BERTは外部知識か?
自然言語処理の論文で、外部知識を使っていない方法の中では、我々の方法が一番スコアが高い、という主張をしたいことがある。ただ、よく考えると今は多くの研究でBERTを使っているので、厳密には外部知識を使っていないとは言い難い。
タスクによりますが、場合によってはテストデータに含まれる文でBERTを学習していて、そのことが(気が付かないうちに)性能に影響している可能性もあります。この場合は期せずしてトランスダクティブな評価になっている。最悪のケースでは、例えば、英文の穴埋め問題をBERTを使って解かせたときに、実はテスト文と同じ文でBERTの学習をしているということもありうる。この場合は、トランスダクティブというより、学習時にテストデータの答えを見ていることになってしまう。
今の研究の流れでBERT系の事前学習を使わないことは考えらないので、BERTがだめということではないのだけれど、外部知識を使っていないという主張をするときには(自戒の意味でも)気を付けないといけない。

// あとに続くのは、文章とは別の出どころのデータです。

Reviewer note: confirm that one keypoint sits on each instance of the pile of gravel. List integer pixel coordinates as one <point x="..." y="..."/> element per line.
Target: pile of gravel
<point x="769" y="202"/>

今の若い人はBERTありきで研究をしているので、ではどうすれば外部知識を使わないで評価できるかという疑問を持つと思う。厳密には、与えられた訓練データ以外のものは何も使わないでテストするということになる。例えば、単語やトークンを昔のようにOne Hotベクトルで表現することになる。BERTも訓練データだけで学習したものを使えば、外部知識を使っていることにはならない(相当大きな訓練データでないと効果は少ないと思いますが)。
逆から考えると、今やもう訓練データだけを使って外部知識なしで評価するという時代ではなく、いかに外部知識を事前学習などで活用するかという点で勝負する研究にシフトしているという見方もできます。
少し宣伝になりますが、我々の研究室では、薬学分野の知識を知識グラフで表現して深層言語処理に組み込むと性能が上がることを確認しています。